Her sandıkta kullanılan oylar, her gün sandık kurulu üyeleri, müşahitleri ve vatandaşların gözetiminde çuvallara konulup mühürleniyor, sonra konsolosluklarımıza getiriyor. Burada özel güvenlikli bölmelerde muhafaza ediliyor, bu odaların kapılarında 6 ayrı kilit bulunuyor. Bu kilitlerin her biri kamu kurumlarının ve siyasi parti temsilcilerine ait. Hepsi aynı anda orada olmadan kapılar açılmıyor.
Oy verme süresi bittikten sonra ağzı mühürlü olarak gelen oy torbaları, Ankara'da seçim kurulunun denetimi altında sandık kurullarında açılacak. Türkiye'de yapılan seçimlerde olduğu gibi sayım ve dökümü yapılacak, ardından sonuçlar tutanak altına alınacak. Yurt dışı oylar, cumhurbaşkanı seçimi için genel oylara, milletvekili seçimi için ise oranına göre il seçim çevrelerinin oylarına eklenecek.
Olay bu ama muhalefet şimdiden işi garantiye almak için hep sandık güvenliği, sandık güvenliği... Zaten siz bu sandık güvenliği meselesini Türkiye için de kullanıyorsunuz. Türkiye'de her sandıkta sizin de temsilcileriniz var. Eşeği sağlam kazığa bağlayın, bunları da bu kadar konuşmayın.
DEPREM BÖLGESİNE YURT DIŞINDAN YARDIMLAR
Dünyanın dört bir yanındaki vatandaşlarımız, ellerinde, avuçlarında ne varsa hepsini seferber etmek suretiyle yardıma koştular. Yüz milyonlarca avro nakdi yardım, binlerce tır gemi dolusu yardım ulaştı ülkemize. Biz bu yapılanları asla unutamayız, unutmayacağız. Yaralarımızı da kısa sürede beraberce saracağız.

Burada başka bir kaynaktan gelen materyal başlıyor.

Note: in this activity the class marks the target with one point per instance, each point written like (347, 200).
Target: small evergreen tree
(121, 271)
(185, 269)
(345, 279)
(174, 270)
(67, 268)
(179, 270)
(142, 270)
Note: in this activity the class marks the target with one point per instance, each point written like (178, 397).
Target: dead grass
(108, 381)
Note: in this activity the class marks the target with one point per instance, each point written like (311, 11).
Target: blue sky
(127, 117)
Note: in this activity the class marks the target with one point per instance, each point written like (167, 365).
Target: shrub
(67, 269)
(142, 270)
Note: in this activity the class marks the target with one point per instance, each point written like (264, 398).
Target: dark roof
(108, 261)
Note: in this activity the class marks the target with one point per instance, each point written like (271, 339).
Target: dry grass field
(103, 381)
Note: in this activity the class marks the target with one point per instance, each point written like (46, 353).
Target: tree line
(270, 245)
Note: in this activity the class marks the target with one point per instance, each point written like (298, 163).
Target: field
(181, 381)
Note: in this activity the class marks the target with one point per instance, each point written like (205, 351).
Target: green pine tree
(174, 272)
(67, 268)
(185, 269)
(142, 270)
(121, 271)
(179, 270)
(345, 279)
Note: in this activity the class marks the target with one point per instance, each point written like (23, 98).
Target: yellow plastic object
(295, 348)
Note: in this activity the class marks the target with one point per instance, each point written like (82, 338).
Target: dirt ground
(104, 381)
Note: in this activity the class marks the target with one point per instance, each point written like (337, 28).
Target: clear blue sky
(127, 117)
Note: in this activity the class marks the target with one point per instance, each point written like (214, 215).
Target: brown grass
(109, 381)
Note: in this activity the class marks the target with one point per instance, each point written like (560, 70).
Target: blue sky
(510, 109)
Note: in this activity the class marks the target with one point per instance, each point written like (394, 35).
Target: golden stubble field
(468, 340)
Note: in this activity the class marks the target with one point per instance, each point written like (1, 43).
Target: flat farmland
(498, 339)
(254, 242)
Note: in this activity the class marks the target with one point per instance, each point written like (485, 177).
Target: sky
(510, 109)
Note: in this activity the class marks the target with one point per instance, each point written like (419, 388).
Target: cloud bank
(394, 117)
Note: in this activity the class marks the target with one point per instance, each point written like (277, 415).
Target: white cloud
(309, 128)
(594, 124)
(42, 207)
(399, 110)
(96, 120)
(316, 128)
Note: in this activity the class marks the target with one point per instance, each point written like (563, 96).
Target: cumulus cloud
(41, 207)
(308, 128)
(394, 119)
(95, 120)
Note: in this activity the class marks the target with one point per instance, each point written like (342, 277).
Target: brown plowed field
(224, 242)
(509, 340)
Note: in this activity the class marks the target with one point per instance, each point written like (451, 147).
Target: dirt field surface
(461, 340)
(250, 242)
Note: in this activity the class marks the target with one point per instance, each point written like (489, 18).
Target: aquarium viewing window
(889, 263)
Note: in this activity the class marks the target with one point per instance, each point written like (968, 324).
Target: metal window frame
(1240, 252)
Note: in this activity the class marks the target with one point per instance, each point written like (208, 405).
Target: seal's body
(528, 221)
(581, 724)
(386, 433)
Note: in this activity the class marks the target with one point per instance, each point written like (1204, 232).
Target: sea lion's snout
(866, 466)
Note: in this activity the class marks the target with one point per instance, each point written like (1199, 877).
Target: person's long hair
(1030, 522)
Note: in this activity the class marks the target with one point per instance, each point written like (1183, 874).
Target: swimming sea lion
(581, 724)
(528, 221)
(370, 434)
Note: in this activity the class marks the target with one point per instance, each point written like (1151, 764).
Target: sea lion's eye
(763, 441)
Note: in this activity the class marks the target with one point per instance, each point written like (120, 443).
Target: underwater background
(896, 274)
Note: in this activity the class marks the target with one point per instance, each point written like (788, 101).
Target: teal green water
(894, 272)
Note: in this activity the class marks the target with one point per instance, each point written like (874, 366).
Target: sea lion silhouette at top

Bütün bunları yaparken bir şeyi daha asla unutamayız, gerçekten AFAD'ımız, Kızılay'ımız bunlar bu süre içerisinde çok yoğun bir çalışmanın içerisinde oldular. Arama-kurtarma ekiplerimiz dünyanın dört bir yanından gelen arama-kurtarma ekipleriyle çok iyi bir diyaloğun içerisinde oldular ve başarılı dayanışmayla da bu süreci lehe çevirdik.
YENİDEN İNŞA SÜRECİ
Ben vatandaşlarımdan özellikle bir temennide bulundum. 'Bize bir yıl süre' dedim. Bir yıl süreyle de biz süratle bu bütün zemin etütlerini yapmak suretiyle, bu zemin etütlerinin yapıldığı yerlerde süratle inşaatları başlattık. Hatta köy evlerinden sembolik de olsa 14 tane köy evini sahiplerine teslim ettik. Şimdi bunu yaygınlaştırarak devam ettiriyoruz. Çünkü bizim için önemi olan buralarda süratle bu kalıcı konutların yapımı. Hatay'da özellikle şu anda demir çelikten bir hastane yapımı var. Yine ikinci hastaneyi bölgede yapıyoruz, onun çalışmaları da hızla devam ediyor. Bunları da öyle zannediyorum ki 3 ay ila 6 ay arasında bu hastaneleri de bitirerek bunları insanımıza kazandıracağız.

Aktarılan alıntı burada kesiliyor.